形態分類学では形を元に分類をする。AとBの形がどこか違えば別種という判断をする。ただ、その違う部位が相同であることが必須条件である。

例えば、まったく形は違うが、鳥の翼とトカゲの前足は相同である。逆に鯨の尾と魚の尾びれは相同ではない。鯨の尾は足の変形したもので、魚の尾は背骨の延長である。つまり形が違っても由来が同じ器官が相同で、似通っていても元は別の器官であったものは相同ではない。

先生は、ジョウカイボン科の分類を進めるに当たって、使用する形質の細かい部分についても、1つずつ、相同関係を踏まえた上での部分名称を付けて、分類を進めるよう指導された。

系統分類に必要な最も重要な形質として、雄交尾器と、頭部の内部骨格であるテントリウム(Tentorium: 膜状骨)を調べてみることを勧められた。

"雄交尾器"

雄交尾器の教科書としては、100年以上前に出版されたSharp・Muir(1912)を勧められた。

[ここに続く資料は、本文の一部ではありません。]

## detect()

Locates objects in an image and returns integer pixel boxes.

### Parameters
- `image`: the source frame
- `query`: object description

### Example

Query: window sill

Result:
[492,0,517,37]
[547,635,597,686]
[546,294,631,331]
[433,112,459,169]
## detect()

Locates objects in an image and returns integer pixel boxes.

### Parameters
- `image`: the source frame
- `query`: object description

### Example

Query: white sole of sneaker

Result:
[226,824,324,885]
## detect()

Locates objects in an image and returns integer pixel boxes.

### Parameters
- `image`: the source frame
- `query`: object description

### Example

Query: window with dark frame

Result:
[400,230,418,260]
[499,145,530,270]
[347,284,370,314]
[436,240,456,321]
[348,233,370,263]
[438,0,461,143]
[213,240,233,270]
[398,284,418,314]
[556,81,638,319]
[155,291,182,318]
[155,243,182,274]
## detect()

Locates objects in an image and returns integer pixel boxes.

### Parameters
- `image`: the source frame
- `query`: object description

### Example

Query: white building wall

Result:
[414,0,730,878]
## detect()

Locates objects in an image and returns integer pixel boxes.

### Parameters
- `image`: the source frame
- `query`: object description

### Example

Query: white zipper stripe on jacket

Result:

Sharp, D. & F. Muir, 1912. The comparative anatomy of the male genital tube in Coleoptera. Trans. Ent. Soc. London part 3: 477-642. (Reprinted by Ent. Soc. America, 1969).

この本には甲虫のほとんどの科の雄交尾器が図示、解説され、全ての部位に部分名称が付けられている。

これらの図を分類群ごとに眺めると、科あるいは上科ごとにほぼ同じ構造をしているものの、系統的に離れた群では、まったく違った構造や形をしている。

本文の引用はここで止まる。